There is at least occasional tension to the counterpoint of Lee’s insulation from danger and Arthur’s isolation inside it, and Phoenix is at his most electrifying opposite a character who returns from the first film for an unexpected courtroom confrontation. (This scene also serves as an appreciated corrective to the manner in which this character was merely a punchline before.) However, Folie à Deux too often lets its characters dance around the parquet dance floor of a smoky club than any sort of lit fuse about to explode between them.
An animated prelude establishes the central question: Is the Joker merely a chaotic character that the long-abused Arthur has erected as mental armor and which he can blame for the murders in an insanity defense … or is Joker just a popular front for Arthur’s eagerness to connect with someone, anyone? During one of his many long, loud marches through Arkham State Hospital as he awaits trial, Arthur catches a glimpse of Lee during a group singalong in a minimum-security wing. Officer Sullivan (Brendan Gleeson) is among the guards with whom Arthur trades cigarettes for jokes, and the kindly yet firm Sullivan secures Arthur a spot in that group. Arthur’s behavior has been good, after all, and it’s also a way for Sullivan to screw around for several hours without actually having to work.
Lee has wound up at Arkham for setting fire to her parents’ apartment building. Or so she says. She grew up in the same neighborhood as Arthur. Or so she says. She survived abuse, too. Or … you get the picture. Arthur and Lee’s instantly amorous ardor spills over into the media-circus environment of his trial, which is largely leeched of life for anyone except audiences who have long waited to see Gotham golden boy Harvey Dent (Harry Lawtey) trying a case at length on a giant screen. Arthur may have found a reason to live. However, proving it will only give Gotham a reason to ensure he dies. And is Lee really in love with Arthur or just the violently brash Joker?
By trial’s end, Arthur makes multiple choices of considerable consequence. But it’s truly remarkable, in a film of such bloated length, that there is almost no arc for him to follow and arrive at those decisions. Most of them just simply happen out of nowhere. At least Arthur had a discernible path in the first film, even if it was merely transposed from Travis Bickle.

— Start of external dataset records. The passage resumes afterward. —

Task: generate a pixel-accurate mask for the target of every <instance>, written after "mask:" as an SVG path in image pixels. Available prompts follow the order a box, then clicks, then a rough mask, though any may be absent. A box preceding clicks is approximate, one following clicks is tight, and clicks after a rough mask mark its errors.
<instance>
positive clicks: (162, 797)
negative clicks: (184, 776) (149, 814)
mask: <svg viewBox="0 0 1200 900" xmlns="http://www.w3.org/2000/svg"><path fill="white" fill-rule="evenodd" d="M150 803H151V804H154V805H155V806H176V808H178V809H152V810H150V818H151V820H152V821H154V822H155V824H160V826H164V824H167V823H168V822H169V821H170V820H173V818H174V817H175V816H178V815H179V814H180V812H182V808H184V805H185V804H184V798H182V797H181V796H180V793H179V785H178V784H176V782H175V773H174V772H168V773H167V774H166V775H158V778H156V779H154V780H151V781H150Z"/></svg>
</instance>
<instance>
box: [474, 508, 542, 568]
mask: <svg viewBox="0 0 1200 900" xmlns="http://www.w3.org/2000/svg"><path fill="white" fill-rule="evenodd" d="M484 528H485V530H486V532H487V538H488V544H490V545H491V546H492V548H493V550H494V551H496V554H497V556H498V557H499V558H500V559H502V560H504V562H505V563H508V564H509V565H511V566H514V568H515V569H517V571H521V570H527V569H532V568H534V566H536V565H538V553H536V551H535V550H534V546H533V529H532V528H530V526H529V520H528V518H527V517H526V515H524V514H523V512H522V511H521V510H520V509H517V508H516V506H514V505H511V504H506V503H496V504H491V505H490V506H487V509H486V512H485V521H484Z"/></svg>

At 138 minutes, the film could use more scenes between Sullivan and Arthur teasing out their tentative dynamic or between Lee and Arthur that aren’t simply another disjointed soundtrack cue. By the time it arrives at an insultingly dopey and bro-ish resolution that evokes a Say Anything … line from behind the Gas ‘n’ Sip only without the satirical punchline, Joker: Folie à Deux cements itself as both musical and misfire, with nothing bewitching, bothering or bewildering about it.